ナウシカの人間的なシーンが印象に残っていない人が多いのだ。
「チコの実以外、何も食べない人みたい」
「趣味とか、全然無さそう」
「全てが自己犠牲で、自分の時間が無いように見える」
そんな声を聴くたびに、私は「おや~?」と思っていた。
ナウシカに「不眠不休で食事もせず、蟲と話せるナゾ能力があって、世界平和と自然保護のために24時間働ける超人」というイメージがあるようだ。
(それにしたって、ずいぶんと極端な見方じゃないか?)
そう思って、脳内検索をしてみた。
ナウシカが人間らしさを見せた場面と言えば、水辺で一人「なぜ族長の家なんかに生まれたんだろう」と悩むシーンが、すぐ思い浮かぶ。
キャラ設定として重要だからこそ1巻の早めに出てくるエピソードのはず。
なのに、多くの人の印象に残っていないのが不思議だった。
趣味についてもそうだ。
「ナウシカの趣味なんて、蟲と植物に決まっているじゃない!」
私はそう思っていた。
まぁ度を越しすぎてて、とても趣味に見えないかもしれないけど……。
風の谷の爺さまも「姫様の腐海遊びもムダではなかった」と言っていた。
やっぱりあれが、彼女の遊びで趣味なのだ。
遊びの付録として、王蟲の抜け殻を発見できちゃうこともあるけれど、爺さまたちのセリフからすると、通常時はムダだと思われていたのだろう。
どうも、ナウシカは「超人」のイメージが強すぎて、人として当然持っている性質でも、見落とされてしまうらしい。

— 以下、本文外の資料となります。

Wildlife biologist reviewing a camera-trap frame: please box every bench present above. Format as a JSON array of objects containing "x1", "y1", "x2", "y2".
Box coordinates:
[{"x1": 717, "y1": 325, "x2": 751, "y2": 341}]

ここはひとつ、改めて読んでナウシカのいろんな側面を追ってみてほしい。
でも、気をつけて見ていただきたいポイントが一つある。
ナウシカの「超人」性には二種類あるのだ。
超人性A:人並み外れて高い能力
ナウシカというキャラクターは能力値が異様に高い。
世界情勢が無理ゲー状態なので、彼女の立場はそれでも苦しいけれど、普通のゲームだったらチート並みに強いはずだ。
漫画の中で出てくるナウシカの能力を列挙してみると。
・剣士/騎士/銃士
・メーヴェ乗り/ガンシップ乗り
・士官/上級管理職
・植物学者/動物調教師/レンジャー
・救急救命士/看護師/保育士 などなど
スキルが広範な上に、それぞれの能力のレベルがこれまた高い。
剣士としては、トルメキアの親衛隊の装甲兵を倒すほどの腕。
メーヴェでは、飛行中の中型戦闘機の尾部に、乱気流を利用して飛び込む。
博学な剣士として高名なユパが半生かけてもわからなかった、腐海の謎のヒントに、16歳にして気づいている。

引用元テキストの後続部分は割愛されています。